Khashoggi, 59, was a Saudi citizen working as a Washington Post columnist when he was lured to the Saudi consulate in Istanbul on Oct. 2, 2018, and killed by a team of intelligence operatives with close ties to the crown prince. His body was dismembered in part with a bone saw, American officials have said, and the remains have never been found.

After first denying the murder, the Saudi government changed course and asserted that the journalist was killed accidentally as the team sought to forcibly extradite him. The Saudis say that the team acted on its own and that the crown prince wasn’t involved.

Eight men were convicted in a trial that international observers called a farce, and five got the death penalty. Their sentences were later commuted to 20 years after they were allegedly forgiven by Khashoggi’s relatives.

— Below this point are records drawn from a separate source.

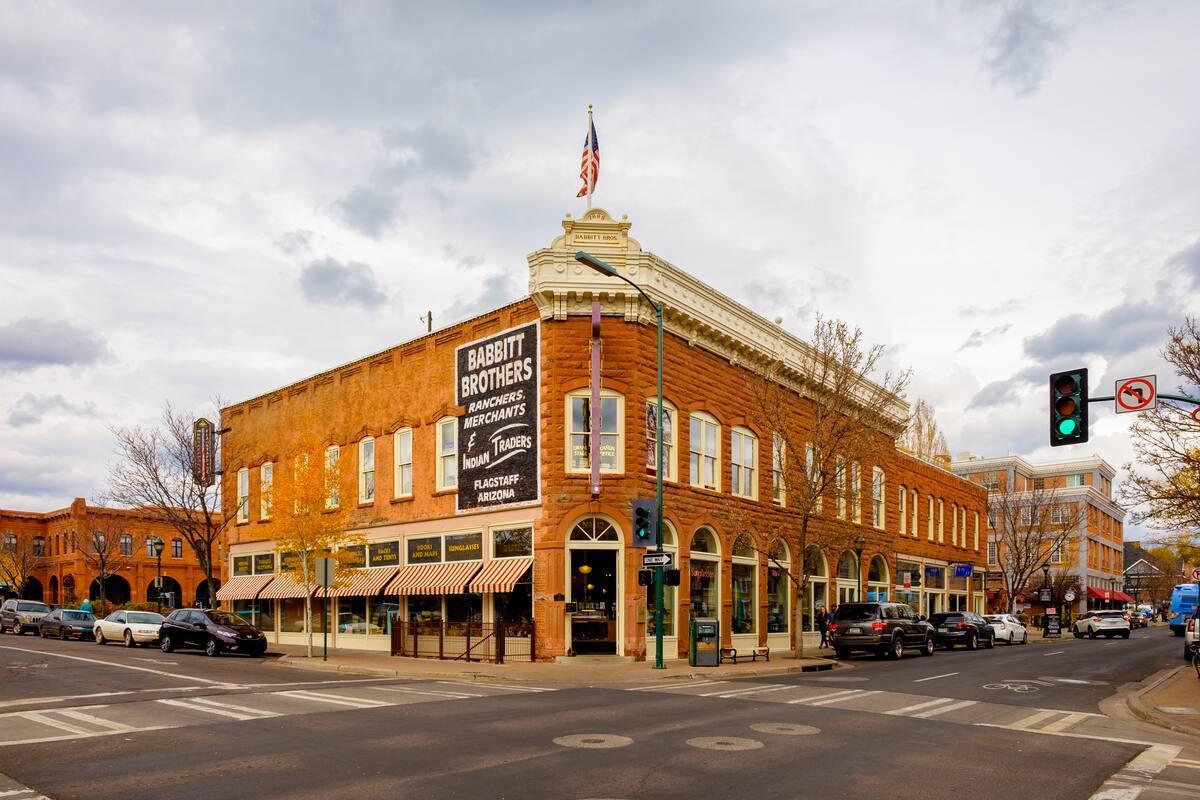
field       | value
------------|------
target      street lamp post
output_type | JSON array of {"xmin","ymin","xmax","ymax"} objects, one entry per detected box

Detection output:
[
  {"xmin": 854, "ymin": 536, "xmax": 866, "ymax": 602},
  {"xmin": 154, "ymin": 536, "xmax": 163, "ymax": 614},
  {"xmin": 575, "ymin": 249, "xmax": 666, "ymax": 669}
]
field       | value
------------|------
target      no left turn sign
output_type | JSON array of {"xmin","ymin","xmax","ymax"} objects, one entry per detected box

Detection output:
[{"xmin": 1112, "ymin": 375, "xmax": 1158, "ymax": 414}]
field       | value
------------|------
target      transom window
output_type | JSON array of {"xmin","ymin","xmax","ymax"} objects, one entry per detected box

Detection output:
[{"xmin": 688, "ymin": 414, "xmax": 721, "ymax": 492}]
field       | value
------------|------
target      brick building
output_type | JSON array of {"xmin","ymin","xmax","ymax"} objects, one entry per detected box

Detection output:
[
  {"xmin": 953, "ymin": 455, "xmax": 1133, "ymax": 614},
  {"xmin": 0, "ymin": 498, "xmax": 223, "ymax": 606},
  {"xmin": 218, "ymin": 209, "xmax": 986, "ymax": 658}
]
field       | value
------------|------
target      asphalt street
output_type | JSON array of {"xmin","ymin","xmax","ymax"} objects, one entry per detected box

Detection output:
[{"xmin": 0, "ymin": 630, "xmax": 1200, "ymax": 800}]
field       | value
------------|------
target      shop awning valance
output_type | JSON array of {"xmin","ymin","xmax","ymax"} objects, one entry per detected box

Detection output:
[
  {"xmin": 383, "ymin": 561, "xmax": 480, "ymax": 595},
  {"xmin": 470, "ymin": 557, "xmax": 533, "ymax": 593},
  {"xmin": 317, "ymin": 566, "xmax": 400, "ymax": 597},
  {"xmin": 258, "ymin": 572, "xmax": 313, "ymax": 600},
  {"xmin": 217, "ymin": 575, "xmax": 275, "ymax": 600}
]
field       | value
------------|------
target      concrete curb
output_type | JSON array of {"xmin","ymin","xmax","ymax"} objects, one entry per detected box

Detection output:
[{"xmin": 1126, "ymin": 664, "xmax": 1200, "ymax": 738}]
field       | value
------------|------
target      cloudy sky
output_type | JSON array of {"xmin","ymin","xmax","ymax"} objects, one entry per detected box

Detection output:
[{"xmin": 0, "ymin": 0, "xmax": 1200, "ymax": 537}]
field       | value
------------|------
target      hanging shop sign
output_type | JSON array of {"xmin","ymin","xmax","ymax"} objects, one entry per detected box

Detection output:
[{"xmin": 455, "ymin": 323, "xmax": 539, "ymax": 511}]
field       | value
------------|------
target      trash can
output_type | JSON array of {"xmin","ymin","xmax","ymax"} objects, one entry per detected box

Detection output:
[{"xmin": 688, "ymin": 616, "xmax": 721, "ymax": 667}]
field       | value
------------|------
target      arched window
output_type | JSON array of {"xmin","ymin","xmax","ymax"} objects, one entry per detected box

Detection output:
[
  {"xmin": 730, "ymin": 427, "xmax": 758, "ymax": 500},
  {"xmin": 732, "ymin": 534, "xmax": 758, "ymax": 634},
  {"xmin": 689, "ymin": 528, "xmax": 721, "ymax": 616}
]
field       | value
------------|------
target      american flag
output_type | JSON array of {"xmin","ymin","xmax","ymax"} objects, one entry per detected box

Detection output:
[{"xmin": 575, "ymin": 118, "xmax": 600, "ymax": 197}]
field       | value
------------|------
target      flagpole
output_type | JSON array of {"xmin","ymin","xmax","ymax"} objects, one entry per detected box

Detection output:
[{"xmin": 588, "ymin": 103, "xmax": 596, "ymax": 211}]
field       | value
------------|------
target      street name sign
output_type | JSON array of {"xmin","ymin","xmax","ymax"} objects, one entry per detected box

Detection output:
[
  {"xmin": 1112, "ymin": 375, "xmax": 1158, "ymax": 414},
  {"xmin": 642, "ymin": 553, "xmax": 674, "ymax": 570}
]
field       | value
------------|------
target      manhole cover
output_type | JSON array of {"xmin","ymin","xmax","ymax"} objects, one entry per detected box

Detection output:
[
  {"xmin": 554, "ymin": 733, "xmax": 634, "ymax": 750},
  {"xmin": 750, "ymin": 722, "xmax": 821, "ymax": 736},
  {"xmin": 688, "ymin": 736, "xmax": 763, "ymax": 751}
]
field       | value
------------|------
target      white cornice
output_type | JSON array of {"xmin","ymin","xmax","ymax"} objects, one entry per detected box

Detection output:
[{"xmin": 528, "ymin": 209, "xmax": 908, "ymax": 433}]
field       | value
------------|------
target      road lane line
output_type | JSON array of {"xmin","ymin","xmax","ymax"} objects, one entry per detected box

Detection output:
[
  {"xmin": 910, "ymin": 700, "xmax": 977, "ymax": 720},
  {"xmin": 1043, "ymin": 714, "xmax": 1087, "ymax": 732},
  {"xmin": 912, "ymin": 672, "xmax": 959, "ymax": 684},
  {"xmin": 0, "ymin": 644, "xmax": 228, "ymax": 686},
  {"xmin": 884, "ymin": 697, "xmax": 954, "ymax": 716}
]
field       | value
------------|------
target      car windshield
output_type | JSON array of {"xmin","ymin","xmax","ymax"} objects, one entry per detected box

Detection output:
[{"xmin": 835, "ymin": 603, "xmax": 880, "ymax": 622}]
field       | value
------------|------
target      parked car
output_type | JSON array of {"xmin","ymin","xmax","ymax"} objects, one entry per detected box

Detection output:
[
  {"xmin": 0, "ymin": 599, "xmax": 50, "ymax": 633},
  {"xmin": 1074, "ymin": 612, "xmax": 1129, "ymax": 639},
  {"xmin": 96, "ymin": 612, "xmax": 162, "ymax": 648},
  {"xmin": 829, "ymin": 602, "xmax": 934, "ymax": 658},
  {"xmin": 162, "ymin": 608, "xmax": 266, "ymax": 657},
  {"xmin": 929, "ymin": 612, "xmax": 996, "ymax": 650},
  {"xmin": 984, "ymin": 614, "xmax": 1030, "ymax": 644},
  {"xmin": 37, "ymin": 608, "xmax": 96, "ymax": 642}
]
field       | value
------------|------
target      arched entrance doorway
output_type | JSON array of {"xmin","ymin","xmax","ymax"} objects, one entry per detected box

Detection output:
[
  {"xmin": 146, "ymin": 575, "xmax": 184, "ymax": 608},
  {"xmin": 565, "ymin": 517, "xmax": 625, "ymax": 655},
  {"xmin": 88, "ymin": 575, "xmax": 132, "ymax": 606}
]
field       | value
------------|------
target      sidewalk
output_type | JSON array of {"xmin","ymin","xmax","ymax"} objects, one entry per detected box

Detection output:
[
  {"xmin": 1128, "ymin": 664, "xmax": 1200, "ymax": 736},
  {"xmin": 268, "ymin": 644, "xmax": 846, "ymax": 686}
]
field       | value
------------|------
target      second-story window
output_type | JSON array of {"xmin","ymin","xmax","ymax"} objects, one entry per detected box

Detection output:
[
  {"xmin": 238, "ymin": 467, "xmax": 250, "ymax": 522},
  {"xmin": 730, "ymin": 428, "xmax": 758, "ymax": 499},
  {"xmin": 688, "ymin": 414, "xmax": 721, "ymax": 492},
  {"xmin": 391, "ymin": 428, "xmax": 413, "ymax": 498},
  {"xmin": 437, "ymin": 416, "xmax": 458, "ymax": 492},
  {"xmin": 359, "ymin": 437, "xmax": 374, "ymax": 503}
]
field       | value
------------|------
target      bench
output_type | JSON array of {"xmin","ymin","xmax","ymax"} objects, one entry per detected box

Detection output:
[{"xmin": 721, "ymin": 646, "xmax": 770, "ymax": 663}]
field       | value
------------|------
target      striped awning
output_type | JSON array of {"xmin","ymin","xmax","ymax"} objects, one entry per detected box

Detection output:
[
  {"xmin": 317, "ymin": 566, "xmax": 400, "ymax": 597},
  {"xmin": 470, "ymin": 557, "xmax": 533, "ymax": 591},
  {"xmin": 217, "ymin": 575, "xmax": 275, "ymax": 600},
  {"xmin": 258, "ymin": 572, "xmax": 312, "ymax": 600},
  {"xmin": 383, "ymin": 561, "xmax": 480, "ymax": 595}
]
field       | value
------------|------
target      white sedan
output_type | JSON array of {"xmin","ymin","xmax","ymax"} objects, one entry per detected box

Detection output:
[
  {"xmin": 984, "ymin": 614, "xmax": 1030, "ymax": 644},
  {"xmin": 94, "ymin": 612, "xmax": 162, "ymax": 648}
]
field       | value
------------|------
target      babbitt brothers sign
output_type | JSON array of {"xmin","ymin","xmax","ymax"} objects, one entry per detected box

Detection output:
[{"xmin": 455, "ymin": 323, "xmax": 539, "ymax": 511}]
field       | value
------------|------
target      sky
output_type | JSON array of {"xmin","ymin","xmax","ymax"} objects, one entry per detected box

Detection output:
[{"xmin": 0, "ymin": 0, "xmax": 1200, "ymax": 544}]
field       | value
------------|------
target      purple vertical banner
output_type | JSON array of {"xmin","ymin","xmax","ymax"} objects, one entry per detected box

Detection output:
[{"xmin": 588, "ymin": 300, "xmax": 600, "ymax": 498}]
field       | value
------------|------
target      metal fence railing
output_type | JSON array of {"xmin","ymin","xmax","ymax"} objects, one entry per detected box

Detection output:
[{"xmin": 391, "ymin": 620, "xmax": 535, "ymax": 663}]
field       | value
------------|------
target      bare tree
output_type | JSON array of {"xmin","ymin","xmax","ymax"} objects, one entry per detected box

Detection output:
[
  {"xmin": 988, "ymin": 489, "xmax": 1086, "ymax": 613},
  {"xmin": 1120, "ymin": 317, "xmax": 1200, "ymax": 542},
  {"xmin": 896, "ymin": 399, "xmax": 950, "ymax": 459},
  {"xmin": 731, "ymin": 318, "xmax": 910, "ymax": 658},
  {"xmin": 79, "ymin": 509, "xmax": 133, "ymax": 608},
  {"xmin": 0, "ymin": 531, "xmax": 42, "ymax": 597},
  {"xmin": 106, "ymin": 403, "xmax": 235, "ymax": 609}
]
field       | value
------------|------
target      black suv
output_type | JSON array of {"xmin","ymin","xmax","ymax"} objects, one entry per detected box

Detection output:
[
  {"xmin": 829, "ymin": 603, "xmax": 934, "ymax": 658},
  {"xmin": 929, "ymin": 612, "xmax": 996, "ymax": 650},
  {"xmin": 158, "ymin": 608, "xmax": 266, "ymax": 657}
]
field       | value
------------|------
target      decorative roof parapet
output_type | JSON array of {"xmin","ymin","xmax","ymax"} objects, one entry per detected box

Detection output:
[{"xmin": 528, "ymin": 209, "xmax": 908, "ymax": 433}]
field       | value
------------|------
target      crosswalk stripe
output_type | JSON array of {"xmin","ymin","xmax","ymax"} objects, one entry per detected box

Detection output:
[
  {"xmin": 912, "ymin": 700, "xmax": 976, "ymax": 720},
  {"xmin": 886, "ymin": 697, "xmax": 953, "ymax": 716},
  {"xmin": 1042, "ymin": 714, "xmax": 1087, "ymax": 733}
]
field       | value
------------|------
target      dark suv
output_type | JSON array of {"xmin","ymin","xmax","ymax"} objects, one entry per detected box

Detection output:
[
  {"xmin": 929, "ymin": 612, "xmax": 996, "ymax": 650},
  {"xmin": 158, "ymin": 608, "xmax": 266, "ymax": 657},
  {"xmin": 829, "ymin": 603, "xmax": 934, "ymax": 658}
]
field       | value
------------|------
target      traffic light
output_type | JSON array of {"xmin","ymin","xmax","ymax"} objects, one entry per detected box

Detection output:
[
  {"xmin": 1050, "ymin": 367, "xmax": 1087, "ymax": 447},
  {"xmin": 634, "ymin": 500, "xmax": 658, "ymax": 547}
]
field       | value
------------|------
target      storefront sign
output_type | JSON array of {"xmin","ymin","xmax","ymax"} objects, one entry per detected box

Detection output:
[
  {"xmin": 455, "ymin": 323, "xmax": 539, "ymax": 511},
  {"xmin": 446, "ymin": 534, "xmax": 484, "ymax": 561},
  {"xmin": 367, "ymin": 542, "xmax": 400, "ymax": 566},
  {"xmin": 492, "ymin": 528, "xmax": 533, "ymax": 559},
  {"xmin": 341, "ymin": 545, "xmax": 367, "ymax": 569},
  {"xmin": 408, "ymin": 536, "xmax": 442, "ymax": 564}
]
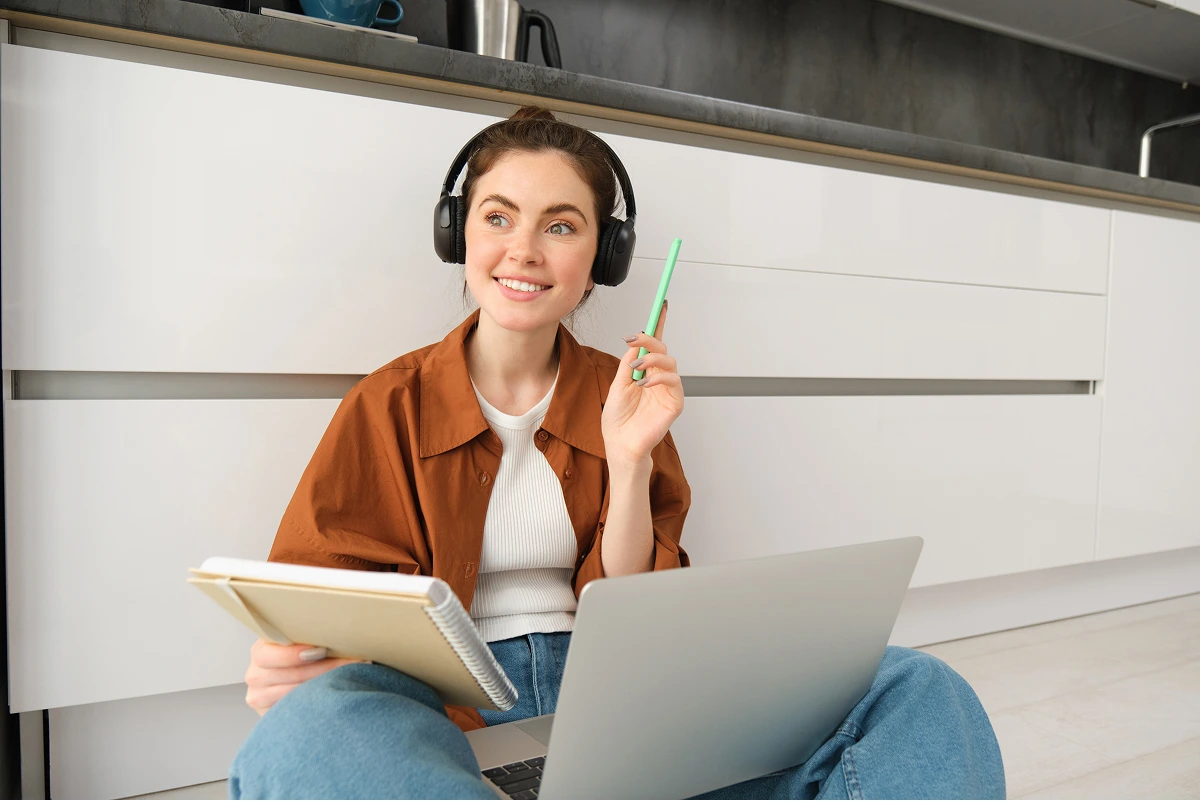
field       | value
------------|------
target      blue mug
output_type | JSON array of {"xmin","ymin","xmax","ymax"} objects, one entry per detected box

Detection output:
[{"xmin": 300, "ymin": 0, "xmax": 404, "ymax": 28}]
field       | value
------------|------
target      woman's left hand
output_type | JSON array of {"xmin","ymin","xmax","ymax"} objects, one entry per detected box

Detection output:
[{"xmin": 600, "ymin": 305, "xmax": 683, "ymax": 469}]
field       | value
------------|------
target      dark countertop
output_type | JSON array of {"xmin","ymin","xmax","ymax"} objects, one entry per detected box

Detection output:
[{"xmin": 0, "ymin": 0, "xmax": 1200, "ymax": 212}]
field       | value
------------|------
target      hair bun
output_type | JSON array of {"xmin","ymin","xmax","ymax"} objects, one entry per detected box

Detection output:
[{"xmin": 509, "ymin": 106, "xmax": 557, "ymax": 122}]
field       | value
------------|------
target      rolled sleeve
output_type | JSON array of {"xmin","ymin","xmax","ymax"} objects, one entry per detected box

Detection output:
[{"xmin": 574, "ymin": 432, "xmax": 691, "ymax": 597}]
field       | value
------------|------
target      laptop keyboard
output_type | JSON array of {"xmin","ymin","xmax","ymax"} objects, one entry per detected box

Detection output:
[{"xmin": 482, "ymin": 757, "xmax": 546, "ymax": 800}]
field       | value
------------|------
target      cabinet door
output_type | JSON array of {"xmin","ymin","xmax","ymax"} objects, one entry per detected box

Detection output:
[
  {"xmin": 5, "ymin": 401, "xmax": 338, "ymax": 711},
  {"xmin": 672, "ymin": 395, "xmax": 1100, "ymax": 586},
  {"xmin": 1096, "ymin": 212, "xmax": 1200, "ymax": 559}
]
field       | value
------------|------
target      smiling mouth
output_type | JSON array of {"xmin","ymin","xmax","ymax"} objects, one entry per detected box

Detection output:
[{"xmin": 494, "ymin": 278, "xmax": 550, "ymax": 293}]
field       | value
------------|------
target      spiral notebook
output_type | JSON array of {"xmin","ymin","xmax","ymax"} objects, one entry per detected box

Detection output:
[{"xmin": 187, "ymin": 558, "xmax": 517, "ymax": 711}]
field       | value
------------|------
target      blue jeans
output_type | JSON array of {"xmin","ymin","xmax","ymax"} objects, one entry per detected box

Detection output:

Agnes Callamard, who investigated the killing for the United Nations, accused Saudi Arabia of a “deliberate, premeditated execution, an extrajudicial killing for which the state of Saudi Arabia is responsible under international human rights law.”

The CIA presented the White House with its assessment in 2018, but it did not appear to change Trump’s friendly relations with Saudi Arabia and bin Salman in particular.

Trump in 2019 bragged that he protected bin Salman from congressional scrutiny, in recorded interviews with journalist Bob Woodward.

“I saved his ass,” Trump said. “I was able to get Congress to leave him alone. I was able to get them to stop.”

“Do you believe that he did it?” Woodward asked.

“No, he says that he didn’t do it,” Trump replied.

During the 2020 election campaign, Biden promised to make the Saudis “pay the price, and make them in fact the pariah that they are.”

Biden has ended American support for Saudi’s war in Yemen, but he has not moved to cut off military aid to an important Middle East ally and counter-terrorism partner.

“The president’s intention, as is the intention of this government, is to recalibrate our engagement with Saudi Arabia,” Psaki said Wednesday.